[The Monk; a romance by M. G. Lewis]@TWC D-Link bookThe Monk; a romance CHAPTER II 21/79
Nature loses all her charms in his eyes: No one is near him to point out her beauties, or share in his admiration of her excellence and variety.
Propped upon the fragment of some Rock, He gazes upon the tumbling waterfall with a vacant eye, He views without emotion the glory of the setting Sun.
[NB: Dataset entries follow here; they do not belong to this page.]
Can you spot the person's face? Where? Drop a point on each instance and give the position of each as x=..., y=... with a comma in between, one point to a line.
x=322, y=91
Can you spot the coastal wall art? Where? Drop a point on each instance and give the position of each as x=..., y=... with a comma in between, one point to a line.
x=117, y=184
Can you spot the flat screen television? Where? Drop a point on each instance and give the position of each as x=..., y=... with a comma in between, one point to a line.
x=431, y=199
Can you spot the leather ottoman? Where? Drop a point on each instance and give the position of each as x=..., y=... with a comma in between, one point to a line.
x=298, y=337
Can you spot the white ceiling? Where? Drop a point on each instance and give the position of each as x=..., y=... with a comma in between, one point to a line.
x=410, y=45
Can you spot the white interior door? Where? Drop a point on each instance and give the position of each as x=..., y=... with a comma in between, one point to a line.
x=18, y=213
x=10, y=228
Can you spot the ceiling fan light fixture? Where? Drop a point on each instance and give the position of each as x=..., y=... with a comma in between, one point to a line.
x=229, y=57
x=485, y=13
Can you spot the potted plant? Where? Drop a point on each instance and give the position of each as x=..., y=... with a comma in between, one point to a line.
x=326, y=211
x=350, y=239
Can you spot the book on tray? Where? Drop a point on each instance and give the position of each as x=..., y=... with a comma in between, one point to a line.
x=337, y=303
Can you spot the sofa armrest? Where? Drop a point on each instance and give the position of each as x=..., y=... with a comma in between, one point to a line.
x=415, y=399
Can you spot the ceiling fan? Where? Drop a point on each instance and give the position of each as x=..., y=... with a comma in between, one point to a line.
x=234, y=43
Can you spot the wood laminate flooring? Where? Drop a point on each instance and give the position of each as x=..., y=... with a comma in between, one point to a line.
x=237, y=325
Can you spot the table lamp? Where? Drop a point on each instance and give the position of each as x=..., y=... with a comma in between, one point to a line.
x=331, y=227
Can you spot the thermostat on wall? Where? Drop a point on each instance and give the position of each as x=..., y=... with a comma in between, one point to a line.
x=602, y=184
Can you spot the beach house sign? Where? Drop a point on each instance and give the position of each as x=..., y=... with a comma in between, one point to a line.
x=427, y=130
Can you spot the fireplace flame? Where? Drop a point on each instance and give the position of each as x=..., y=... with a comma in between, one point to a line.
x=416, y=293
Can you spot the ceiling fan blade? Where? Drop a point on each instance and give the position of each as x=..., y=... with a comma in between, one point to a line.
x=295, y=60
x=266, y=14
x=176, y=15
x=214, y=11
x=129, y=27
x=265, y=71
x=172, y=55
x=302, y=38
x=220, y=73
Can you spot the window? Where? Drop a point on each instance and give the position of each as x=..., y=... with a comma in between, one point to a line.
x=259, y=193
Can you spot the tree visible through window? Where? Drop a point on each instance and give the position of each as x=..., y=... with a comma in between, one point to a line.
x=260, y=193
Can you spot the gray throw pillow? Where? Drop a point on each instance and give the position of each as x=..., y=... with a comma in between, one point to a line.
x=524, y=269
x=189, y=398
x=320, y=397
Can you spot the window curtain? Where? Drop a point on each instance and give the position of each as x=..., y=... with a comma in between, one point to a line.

Slowly He returns to his Cell at Evening, for no one there is anxious for his arrival; He has no comfort in his solitary unsavoury meal: He throws himself upon his couch of Moss despondent and dissatisfied, and wakes only to pass a day as joyless, as monotonous as the former.' 'You amaze me, Father! Suppose that circumstances condemned you to solitude; Would not the duties of Religion and the consciousness of a life well spent communicate to your heart that calm which....' 'I should deceive myself, did I fancy that they could.
I am convinced of the contrary, and that all my fortitude would not prevent me from yielding to melancholy and disgust.
After consuming the day in study, if you knew my pleasure at meeting my Brethren in the Evening! After passing many a long hour in solitude, if I could express to you the joy which I feel at once more beholding a fellow-Creature! 'Tis in this particular that I place the principal merit of a Monastic Institution. It secludes Man from the temptations of Vice; It procures that leisure necessary for the proper service of the Supreme; It spares him the mortification of witnessing the crimes of the worldly, and yet permits him to enjoy the blessings of society.